Death Risk of Heart Failure Patients
By HospiMedica staff writers
Posted on 28 Feb 2005
A new practical tool has been developed to predict the high, intermediate, and low risk of death in hospitalized heart failure patients, using two simple blood tests and a single blood pressure measurement.Posted on 28 Feb 2005
Investigators used a type of statistical analysis known as CART (classification and regression tree) to analyze a number of clinical variables in order to develop a tool to assess mortality risk in heart failure patients. From an observational evaluation of 39 clinical variables from more than 65,000 hospitalized heart failure patients, they were able to define three clinical characteristics that put patients at greatest risk of mortality. These are high levels of blood urea nitrogen (BUN greater or equal to mg/dl), low systolic blood pressure (SBP > 115 mm HG), and high serum creatinine (Cr greater than or equal to 2.75 mg/dl). The validity of this tool was tested using data from an additional 32,229 hospitalizations.
The overall mortality risk for patients hospitalized with acute heart failure was 4.1%. The new tool determined mortality risk levels starting from low risk at 2.1% up to 21.9% for patients with the highest risk. Clyde W. Yancy, M.D., professor of medicine and cardiology at the University of Texas Southwestern Medical Center (Dallas, USA; www.swmed.edu) was a contributing investigator of the study.

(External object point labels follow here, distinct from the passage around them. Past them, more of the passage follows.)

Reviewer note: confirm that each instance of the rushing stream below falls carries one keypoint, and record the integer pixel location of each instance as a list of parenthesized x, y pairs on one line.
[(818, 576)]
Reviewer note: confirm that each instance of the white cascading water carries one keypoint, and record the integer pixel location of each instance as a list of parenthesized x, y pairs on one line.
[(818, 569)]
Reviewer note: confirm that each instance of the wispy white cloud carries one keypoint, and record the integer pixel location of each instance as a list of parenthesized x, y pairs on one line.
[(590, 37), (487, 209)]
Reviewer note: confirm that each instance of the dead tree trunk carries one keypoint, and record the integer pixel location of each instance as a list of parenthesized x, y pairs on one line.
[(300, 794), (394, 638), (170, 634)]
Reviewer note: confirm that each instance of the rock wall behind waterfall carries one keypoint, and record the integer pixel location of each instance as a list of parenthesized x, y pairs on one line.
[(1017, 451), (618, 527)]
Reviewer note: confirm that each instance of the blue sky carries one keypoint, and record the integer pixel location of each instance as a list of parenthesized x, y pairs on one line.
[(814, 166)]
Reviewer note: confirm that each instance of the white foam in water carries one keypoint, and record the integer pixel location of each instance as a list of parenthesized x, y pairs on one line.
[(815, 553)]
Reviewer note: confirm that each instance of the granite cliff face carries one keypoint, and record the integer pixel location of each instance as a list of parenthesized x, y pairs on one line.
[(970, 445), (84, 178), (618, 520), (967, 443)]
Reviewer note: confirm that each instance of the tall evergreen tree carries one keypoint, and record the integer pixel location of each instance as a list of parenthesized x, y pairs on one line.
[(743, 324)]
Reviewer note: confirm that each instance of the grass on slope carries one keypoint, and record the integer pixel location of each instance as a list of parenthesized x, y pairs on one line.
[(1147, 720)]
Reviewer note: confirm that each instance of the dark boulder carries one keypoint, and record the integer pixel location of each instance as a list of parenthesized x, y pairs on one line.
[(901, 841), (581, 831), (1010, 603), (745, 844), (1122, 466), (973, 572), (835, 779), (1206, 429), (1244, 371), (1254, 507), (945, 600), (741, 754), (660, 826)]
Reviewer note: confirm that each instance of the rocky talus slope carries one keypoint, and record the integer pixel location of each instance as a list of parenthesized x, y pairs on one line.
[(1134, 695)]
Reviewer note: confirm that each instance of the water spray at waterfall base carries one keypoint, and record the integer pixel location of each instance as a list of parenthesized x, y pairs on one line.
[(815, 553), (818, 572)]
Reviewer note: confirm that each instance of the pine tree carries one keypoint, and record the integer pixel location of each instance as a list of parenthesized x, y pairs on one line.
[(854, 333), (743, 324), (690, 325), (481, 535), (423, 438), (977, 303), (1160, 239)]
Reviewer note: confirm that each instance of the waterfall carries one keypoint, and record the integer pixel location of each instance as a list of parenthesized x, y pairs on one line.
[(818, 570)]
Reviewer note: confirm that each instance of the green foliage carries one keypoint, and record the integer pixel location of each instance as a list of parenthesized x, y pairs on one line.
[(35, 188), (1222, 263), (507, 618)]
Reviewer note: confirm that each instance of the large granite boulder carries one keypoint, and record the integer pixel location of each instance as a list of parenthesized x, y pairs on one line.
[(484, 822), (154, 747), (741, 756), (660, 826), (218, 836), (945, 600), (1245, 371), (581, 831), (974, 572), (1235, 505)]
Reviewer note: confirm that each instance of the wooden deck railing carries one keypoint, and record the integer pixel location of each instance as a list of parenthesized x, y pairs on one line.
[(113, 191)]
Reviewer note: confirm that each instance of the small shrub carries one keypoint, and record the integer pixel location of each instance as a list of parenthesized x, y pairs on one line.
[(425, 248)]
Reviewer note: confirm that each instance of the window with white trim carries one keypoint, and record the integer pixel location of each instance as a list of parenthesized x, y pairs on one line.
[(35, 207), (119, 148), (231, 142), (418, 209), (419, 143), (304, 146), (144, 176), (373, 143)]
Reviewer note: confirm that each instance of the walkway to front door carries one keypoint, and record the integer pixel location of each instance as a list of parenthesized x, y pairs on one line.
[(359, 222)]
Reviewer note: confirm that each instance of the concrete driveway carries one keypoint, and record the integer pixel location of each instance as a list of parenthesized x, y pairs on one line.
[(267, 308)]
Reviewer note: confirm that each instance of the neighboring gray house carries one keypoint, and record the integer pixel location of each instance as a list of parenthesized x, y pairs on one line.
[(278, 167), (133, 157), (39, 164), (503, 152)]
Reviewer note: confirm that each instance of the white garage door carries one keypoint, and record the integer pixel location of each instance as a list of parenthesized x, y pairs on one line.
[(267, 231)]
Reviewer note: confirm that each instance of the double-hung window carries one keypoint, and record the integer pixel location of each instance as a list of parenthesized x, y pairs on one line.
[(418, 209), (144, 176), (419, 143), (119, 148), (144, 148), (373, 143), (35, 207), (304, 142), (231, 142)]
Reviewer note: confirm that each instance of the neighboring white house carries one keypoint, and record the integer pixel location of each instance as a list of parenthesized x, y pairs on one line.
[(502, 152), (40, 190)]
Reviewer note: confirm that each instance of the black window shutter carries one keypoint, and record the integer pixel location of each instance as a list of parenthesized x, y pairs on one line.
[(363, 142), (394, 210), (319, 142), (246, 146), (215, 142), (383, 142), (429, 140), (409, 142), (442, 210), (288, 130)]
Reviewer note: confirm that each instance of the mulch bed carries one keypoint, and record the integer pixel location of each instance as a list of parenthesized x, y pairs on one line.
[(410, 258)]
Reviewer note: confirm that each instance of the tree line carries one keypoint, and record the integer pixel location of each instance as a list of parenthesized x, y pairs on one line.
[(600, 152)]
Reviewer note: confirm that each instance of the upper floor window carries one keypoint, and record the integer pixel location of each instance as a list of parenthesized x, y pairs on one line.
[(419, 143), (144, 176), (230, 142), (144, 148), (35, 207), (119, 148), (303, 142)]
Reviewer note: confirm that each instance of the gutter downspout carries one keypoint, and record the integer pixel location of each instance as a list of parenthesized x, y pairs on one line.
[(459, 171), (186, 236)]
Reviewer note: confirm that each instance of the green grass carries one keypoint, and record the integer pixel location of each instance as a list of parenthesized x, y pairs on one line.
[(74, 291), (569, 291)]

"This new tool is a first for the treatment of acute decompensated heart failure, and offers a simple quick way for clinicians to assess mortality risk upon hospital admission and rapidly decide on a treatment strategy,” noted Gregg C. Fonarow, M.D., professor of medicine in the division of cardiology at the University of California, Los Angeles (USA).
The study was conducted by investigators from the world's largest heart failure registry, known as ADHERE (acute decompensated heart failure), sponsored by Scios, Inc. (San Francisco, CA, USA). The study was published in the February 2, 2005, issue of the Journal of the American Medical Association.